Celebrated in February-March, in the Hindu month of Kumbha, Aluva Sivarathri is held on the banks of Periyar River in Aluva, which is around 16 km from Ernakulam. This day is celebrated to remember the occasion when Lord Shiva had consumed poison to save the destruction of the world. On the day of the festivals, the devotees stay awake for the night and read holy scriptures, puranas etc. After returning to their homes during dawn, they perform Bali, a ritual. Several cultural programs and a trade fair are also a part of this festival.
Celebrated on the first day of the month of Medam (April-May), Vishu festival is celebration of the astronomical New Year day by the Hindus in Kerala. There is a common belief that the first object seen on this day has a great influence on the fortunes of the subsequent year. The important ceremony of Kani Kanal includes things like new white cloth, gold ornaments, cadjan leaf book, flowers of the Konna tree, some rice, halved coconut, halved jack fruit, yellow cucumber and 2 standing lighted oil lamps. Vishu Kaineettam is another important ritual wherein the elders in the family offer gifts to children and poor people. People visit temples and burst crackers on this day.
Celebrated in the month of April by Christians all around Kerala, arrives soon after the Good Friday. The day is the celebration of the rebirth of Christ, the victory of good over evil. This festival is celebrated with a lot faith and fun and the Christians offer special prayer services in the church. 40 days before the Holy week of Easter, fasting and prayers are organized.

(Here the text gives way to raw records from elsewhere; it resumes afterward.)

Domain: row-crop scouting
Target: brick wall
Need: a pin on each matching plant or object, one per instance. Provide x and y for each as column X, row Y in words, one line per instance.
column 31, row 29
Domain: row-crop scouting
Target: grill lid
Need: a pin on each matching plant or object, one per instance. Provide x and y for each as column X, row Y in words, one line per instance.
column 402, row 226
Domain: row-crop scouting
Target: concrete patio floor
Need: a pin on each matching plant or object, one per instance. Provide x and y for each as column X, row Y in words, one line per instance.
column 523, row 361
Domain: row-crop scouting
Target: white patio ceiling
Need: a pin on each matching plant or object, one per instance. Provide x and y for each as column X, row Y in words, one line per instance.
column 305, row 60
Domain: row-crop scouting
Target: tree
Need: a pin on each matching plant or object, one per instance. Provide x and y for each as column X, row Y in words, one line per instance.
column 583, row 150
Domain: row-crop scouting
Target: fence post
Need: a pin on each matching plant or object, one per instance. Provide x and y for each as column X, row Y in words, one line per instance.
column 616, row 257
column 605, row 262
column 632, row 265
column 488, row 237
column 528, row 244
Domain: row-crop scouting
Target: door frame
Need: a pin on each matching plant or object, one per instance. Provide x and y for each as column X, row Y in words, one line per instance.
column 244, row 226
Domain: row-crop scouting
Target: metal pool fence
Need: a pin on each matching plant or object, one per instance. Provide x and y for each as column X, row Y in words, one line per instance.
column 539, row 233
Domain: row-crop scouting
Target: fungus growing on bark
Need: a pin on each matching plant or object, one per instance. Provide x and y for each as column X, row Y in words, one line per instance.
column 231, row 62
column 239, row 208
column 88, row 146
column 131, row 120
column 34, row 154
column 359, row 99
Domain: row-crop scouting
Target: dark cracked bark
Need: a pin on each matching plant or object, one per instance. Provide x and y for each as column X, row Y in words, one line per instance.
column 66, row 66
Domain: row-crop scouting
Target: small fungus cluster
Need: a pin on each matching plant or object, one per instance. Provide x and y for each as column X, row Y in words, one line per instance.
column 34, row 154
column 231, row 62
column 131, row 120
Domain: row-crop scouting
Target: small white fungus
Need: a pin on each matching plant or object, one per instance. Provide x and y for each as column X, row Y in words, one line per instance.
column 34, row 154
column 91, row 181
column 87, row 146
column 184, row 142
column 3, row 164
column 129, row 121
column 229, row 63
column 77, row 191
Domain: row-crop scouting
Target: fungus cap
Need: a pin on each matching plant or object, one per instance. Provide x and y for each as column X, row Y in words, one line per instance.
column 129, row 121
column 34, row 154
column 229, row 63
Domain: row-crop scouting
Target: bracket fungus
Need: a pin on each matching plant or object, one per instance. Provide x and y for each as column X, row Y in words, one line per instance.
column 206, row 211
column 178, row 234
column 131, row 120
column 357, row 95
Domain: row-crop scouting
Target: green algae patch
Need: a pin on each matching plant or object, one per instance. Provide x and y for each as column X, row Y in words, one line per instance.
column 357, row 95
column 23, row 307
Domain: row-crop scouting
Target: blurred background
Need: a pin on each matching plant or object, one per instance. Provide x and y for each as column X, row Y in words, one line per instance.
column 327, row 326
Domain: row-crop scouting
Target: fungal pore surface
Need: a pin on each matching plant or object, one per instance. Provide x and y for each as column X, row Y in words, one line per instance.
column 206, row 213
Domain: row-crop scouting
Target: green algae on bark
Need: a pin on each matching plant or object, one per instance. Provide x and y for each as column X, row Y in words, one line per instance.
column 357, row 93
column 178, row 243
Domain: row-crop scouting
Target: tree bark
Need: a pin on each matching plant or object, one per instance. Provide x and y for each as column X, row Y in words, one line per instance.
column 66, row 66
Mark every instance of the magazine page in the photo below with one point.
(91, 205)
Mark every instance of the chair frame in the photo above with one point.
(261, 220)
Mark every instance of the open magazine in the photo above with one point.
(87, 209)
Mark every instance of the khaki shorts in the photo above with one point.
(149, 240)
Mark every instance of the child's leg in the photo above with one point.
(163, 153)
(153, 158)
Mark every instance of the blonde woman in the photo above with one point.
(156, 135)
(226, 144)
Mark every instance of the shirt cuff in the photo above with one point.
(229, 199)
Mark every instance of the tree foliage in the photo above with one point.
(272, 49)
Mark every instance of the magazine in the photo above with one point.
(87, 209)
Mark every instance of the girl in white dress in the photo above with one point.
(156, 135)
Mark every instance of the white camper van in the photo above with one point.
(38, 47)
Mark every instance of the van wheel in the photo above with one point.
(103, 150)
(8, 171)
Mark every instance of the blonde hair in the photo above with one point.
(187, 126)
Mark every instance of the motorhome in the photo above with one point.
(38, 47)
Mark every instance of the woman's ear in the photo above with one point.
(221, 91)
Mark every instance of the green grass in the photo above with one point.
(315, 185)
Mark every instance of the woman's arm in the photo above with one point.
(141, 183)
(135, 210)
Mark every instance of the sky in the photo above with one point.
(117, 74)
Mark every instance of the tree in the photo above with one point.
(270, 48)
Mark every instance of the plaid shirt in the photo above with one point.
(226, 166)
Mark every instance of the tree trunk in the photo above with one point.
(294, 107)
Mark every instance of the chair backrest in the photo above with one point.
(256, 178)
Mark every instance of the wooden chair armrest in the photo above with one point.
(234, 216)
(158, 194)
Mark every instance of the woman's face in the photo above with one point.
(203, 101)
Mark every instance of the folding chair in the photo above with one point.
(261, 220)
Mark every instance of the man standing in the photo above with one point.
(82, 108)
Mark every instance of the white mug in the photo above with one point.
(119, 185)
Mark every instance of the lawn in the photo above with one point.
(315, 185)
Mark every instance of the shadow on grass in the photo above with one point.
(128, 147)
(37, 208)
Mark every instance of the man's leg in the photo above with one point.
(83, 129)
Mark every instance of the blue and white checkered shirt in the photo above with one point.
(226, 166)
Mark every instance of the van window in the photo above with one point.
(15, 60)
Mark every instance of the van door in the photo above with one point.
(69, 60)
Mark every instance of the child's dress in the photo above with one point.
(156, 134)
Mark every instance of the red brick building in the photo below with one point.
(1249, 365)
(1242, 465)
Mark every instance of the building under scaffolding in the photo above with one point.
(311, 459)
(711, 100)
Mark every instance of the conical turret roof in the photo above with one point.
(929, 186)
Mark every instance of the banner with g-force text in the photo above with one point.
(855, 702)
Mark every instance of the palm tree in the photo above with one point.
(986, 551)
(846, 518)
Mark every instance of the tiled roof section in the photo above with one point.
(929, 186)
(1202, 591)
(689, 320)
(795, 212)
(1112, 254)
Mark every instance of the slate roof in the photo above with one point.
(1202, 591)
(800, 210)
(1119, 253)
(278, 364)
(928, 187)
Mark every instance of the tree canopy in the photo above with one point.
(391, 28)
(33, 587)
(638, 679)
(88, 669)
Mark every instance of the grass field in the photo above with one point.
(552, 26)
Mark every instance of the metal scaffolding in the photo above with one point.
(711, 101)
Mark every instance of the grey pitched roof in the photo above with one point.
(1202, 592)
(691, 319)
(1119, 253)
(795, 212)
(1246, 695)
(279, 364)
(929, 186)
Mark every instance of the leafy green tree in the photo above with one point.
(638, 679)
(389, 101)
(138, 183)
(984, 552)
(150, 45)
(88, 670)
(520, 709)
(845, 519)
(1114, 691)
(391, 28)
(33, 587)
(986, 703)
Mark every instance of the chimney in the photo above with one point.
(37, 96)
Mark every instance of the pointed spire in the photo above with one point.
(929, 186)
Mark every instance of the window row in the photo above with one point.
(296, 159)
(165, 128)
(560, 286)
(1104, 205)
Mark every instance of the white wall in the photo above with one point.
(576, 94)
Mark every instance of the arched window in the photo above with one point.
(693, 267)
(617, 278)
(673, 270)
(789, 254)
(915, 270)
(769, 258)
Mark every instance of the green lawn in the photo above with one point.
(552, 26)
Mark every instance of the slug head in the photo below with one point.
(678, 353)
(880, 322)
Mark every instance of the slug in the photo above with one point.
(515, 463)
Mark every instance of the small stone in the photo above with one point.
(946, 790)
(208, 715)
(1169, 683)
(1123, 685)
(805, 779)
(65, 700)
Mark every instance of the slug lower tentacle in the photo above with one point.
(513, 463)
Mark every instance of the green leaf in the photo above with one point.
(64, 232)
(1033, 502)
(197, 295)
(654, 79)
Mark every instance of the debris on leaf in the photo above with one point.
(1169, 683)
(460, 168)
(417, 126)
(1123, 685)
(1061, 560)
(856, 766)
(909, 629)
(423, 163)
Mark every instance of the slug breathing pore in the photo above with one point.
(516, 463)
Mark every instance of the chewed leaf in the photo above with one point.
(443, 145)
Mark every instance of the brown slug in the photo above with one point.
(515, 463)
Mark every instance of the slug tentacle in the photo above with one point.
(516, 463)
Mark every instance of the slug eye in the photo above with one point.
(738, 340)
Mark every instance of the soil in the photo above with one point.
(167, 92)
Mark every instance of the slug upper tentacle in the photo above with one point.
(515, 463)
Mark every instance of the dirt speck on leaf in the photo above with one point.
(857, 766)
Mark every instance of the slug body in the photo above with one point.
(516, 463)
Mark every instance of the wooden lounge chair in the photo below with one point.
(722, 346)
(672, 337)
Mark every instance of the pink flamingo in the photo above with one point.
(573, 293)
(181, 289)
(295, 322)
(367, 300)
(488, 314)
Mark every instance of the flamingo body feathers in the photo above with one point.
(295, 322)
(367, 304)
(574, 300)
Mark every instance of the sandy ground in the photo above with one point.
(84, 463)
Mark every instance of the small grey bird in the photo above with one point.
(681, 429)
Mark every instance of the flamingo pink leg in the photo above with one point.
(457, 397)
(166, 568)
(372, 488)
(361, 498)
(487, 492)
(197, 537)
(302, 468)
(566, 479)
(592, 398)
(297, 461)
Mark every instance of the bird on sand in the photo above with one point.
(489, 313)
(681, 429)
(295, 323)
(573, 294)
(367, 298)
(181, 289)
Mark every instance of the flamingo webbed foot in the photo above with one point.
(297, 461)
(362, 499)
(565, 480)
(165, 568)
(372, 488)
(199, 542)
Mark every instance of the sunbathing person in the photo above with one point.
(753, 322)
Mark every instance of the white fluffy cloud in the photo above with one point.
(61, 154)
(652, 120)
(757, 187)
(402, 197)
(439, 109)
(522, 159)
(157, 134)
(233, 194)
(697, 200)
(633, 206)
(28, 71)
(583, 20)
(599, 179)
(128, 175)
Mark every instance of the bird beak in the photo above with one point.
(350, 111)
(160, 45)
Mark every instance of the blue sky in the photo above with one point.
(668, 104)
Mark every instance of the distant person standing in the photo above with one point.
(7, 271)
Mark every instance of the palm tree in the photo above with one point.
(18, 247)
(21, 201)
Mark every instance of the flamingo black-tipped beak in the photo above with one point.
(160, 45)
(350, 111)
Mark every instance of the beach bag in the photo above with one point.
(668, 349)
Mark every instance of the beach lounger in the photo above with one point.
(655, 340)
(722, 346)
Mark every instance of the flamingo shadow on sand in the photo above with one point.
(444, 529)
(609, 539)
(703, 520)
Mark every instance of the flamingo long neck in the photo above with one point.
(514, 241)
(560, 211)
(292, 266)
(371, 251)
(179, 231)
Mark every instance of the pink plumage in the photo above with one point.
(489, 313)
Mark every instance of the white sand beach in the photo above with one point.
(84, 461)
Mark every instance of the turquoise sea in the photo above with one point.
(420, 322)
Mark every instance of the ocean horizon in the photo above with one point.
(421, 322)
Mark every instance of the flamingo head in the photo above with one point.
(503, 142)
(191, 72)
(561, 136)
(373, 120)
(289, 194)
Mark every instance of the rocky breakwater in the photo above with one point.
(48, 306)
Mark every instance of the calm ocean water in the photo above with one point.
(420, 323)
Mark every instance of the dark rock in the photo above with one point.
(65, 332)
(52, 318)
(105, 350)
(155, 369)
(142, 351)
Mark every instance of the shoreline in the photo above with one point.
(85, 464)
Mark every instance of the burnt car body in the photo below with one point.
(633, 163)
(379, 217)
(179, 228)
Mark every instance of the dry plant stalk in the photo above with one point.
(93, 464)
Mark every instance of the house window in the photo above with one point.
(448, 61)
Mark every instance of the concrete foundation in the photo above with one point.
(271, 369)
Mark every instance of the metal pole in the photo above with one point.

Celebrated in the Dhanu month (December-January), at Thiruvathira, the Thiruvathira festival is women's festivals. On the day of the festival, people visit temples of Lord Shiva. There are several legends behind the origin of the festival. The main aim of this festival is promotion of happiness and harmony. The dance form of Thiruvathirkkali is also related to this festival.
Chandanakudam Mahotsavam is a colorful Muslim festival, organized in the remembrance of Bee Umma, a saintly lady whose tomb is placed in Beemapally, near Trivandrum. On this day, the devotees bring money in earthen pots that are decorated with flowers, sandalwood paste and incense sticks, in the form of an offering.
Organized at Nishagandhi Open Air Theatre, Kanakkunu Palace grounds in Trivandrum, Nishagandhi Dance and Music Festival is a celebration of Indian classical dance and music. There are various kinds of performances during the festival including a Jugalbandi, Kathak, Bharatnatyam, Kuchipudim Odissi, Manipuri, Mohiniattam, and more.